Glenn Kurtz

Glenn Kurtz

Fellow: Awarded 2016
Field of Study: General Nonfiction

Competition: US & Canada

Glenn Kurtz is the author of the Three Minutes in Poland: Discovering a Lost World in a 1938 Family Film (Farrar, Straus & Giroux 2014), which was named a “Best Book of 2014” by The New Yorker, The Boston Globe, and National Public Radio. The Los Angeles Times called the book “breathtaking,” and it has received high critical praise in The Wall Street Journal, The Washington Post, The San Francisco Chronicle, The Chicago Tribune, and many other publications. A Dutch translation appeared in 2015. A documentary film based on Three Minutes in Poland is in production. The 1938 home movie on which the book is based can be viewed at the website of the United States Holocaust Memorial Museum, Steven Spielberg Film and Video Archive. A brief video about one of the extraordinary discoveries in this story can be seen on the USHMM’s YouTube channel.

Kurtz’s first book, Practicing: A Musician’s Return to Music, also received enthusiastic reviews from The New York Times, The Los Angeles Times, The Wall Street Journal, and elsewhere. Practicing was featured on NPR’s “Weekend Edition” with Scott Simon, “To the Best of our Knowledge,” and WNYC’s “The Leonard Lopate Show.” An Italian edition appeared in 2010, a Chinese edition has just been published, and a Korean edition is forthcoming.

Kurtz also hosts “Conversations on Practice,” a discussion series about the writing process and the writer’s life. Guests have included Martin Amis, Patti Smith, Jennifer Egan, Adam Gopnik, Francine Prose, Tom McCarthy, Dani Shapiro, Daniel Mendelsohn, among others.
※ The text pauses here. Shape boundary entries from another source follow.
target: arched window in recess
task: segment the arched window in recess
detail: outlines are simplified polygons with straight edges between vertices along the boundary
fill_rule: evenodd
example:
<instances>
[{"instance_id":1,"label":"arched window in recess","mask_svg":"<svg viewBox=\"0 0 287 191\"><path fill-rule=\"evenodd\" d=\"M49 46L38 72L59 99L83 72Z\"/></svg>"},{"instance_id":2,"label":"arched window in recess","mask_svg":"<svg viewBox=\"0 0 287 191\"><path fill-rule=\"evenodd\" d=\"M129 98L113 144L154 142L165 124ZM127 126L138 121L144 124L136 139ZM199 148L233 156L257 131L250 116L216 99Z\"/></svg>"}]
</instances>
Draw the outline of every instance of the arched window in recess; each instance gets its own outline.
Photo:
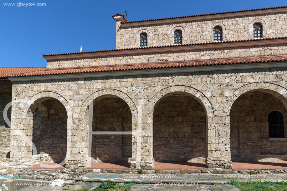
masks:
<instances>
[{"instance_id":1,"label":"arched window in recess","mask_svg":"<svg viewBox=\"0 0 287 191\"><path fill-rule=\"evenodd\" d=\"M262 38L262 25L256 23L253 25L253 38Z\"/></svg>"},{"instance_id":2,"label":"arched window in recess","mask_svg":"<svg viewBox=\"0 0 287 191\"><path fill-rule=\"evenodd\" d=\"M180 30L174 31L173 41L175 44L182 43L182 32Z\"/></svg>"},{"instance_id":3,"label":"arched window in recess","mask_svg":"<svg viewBox=\"0 0 287 191\"><path fill-rule=\"evenodd\" d=\"M146 33L142 33L140 36L140 47L141 47L147 46L147 34Z\"/></svg>"},{"instance_id":4,"label":"arched window in recess","mask_svg":"<svg viewBox=\"0 0 287 191\"><path fill-rule=\"evenodd\" d=\"M222 40L222 29L220 27L215 27L213 29L213 41L214 42Z\"/></svg>"},{"instance_id":5,"label":"arched window in recess","mask_svg":"<svg viewBox=\"0 0 287 191\"><path fill-rule=\"evenodd\" d=\"M284 137L283 115L277 111L271 112L268 115L269 137Z\"/></svg>"}]
</instances>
His essays have appeared in The New York Times, Salon, Southwest Review, and he is a frequent lecturer at universities, museums, and other venues in the U.S. and Europe.

He is a graduate of Tufts University, the New England Conservatory of Music, and holds a PhD from Stanford University in comparative literature. He has taught at Stanford University, San Francisco State University, and New York University. He lives in New York City.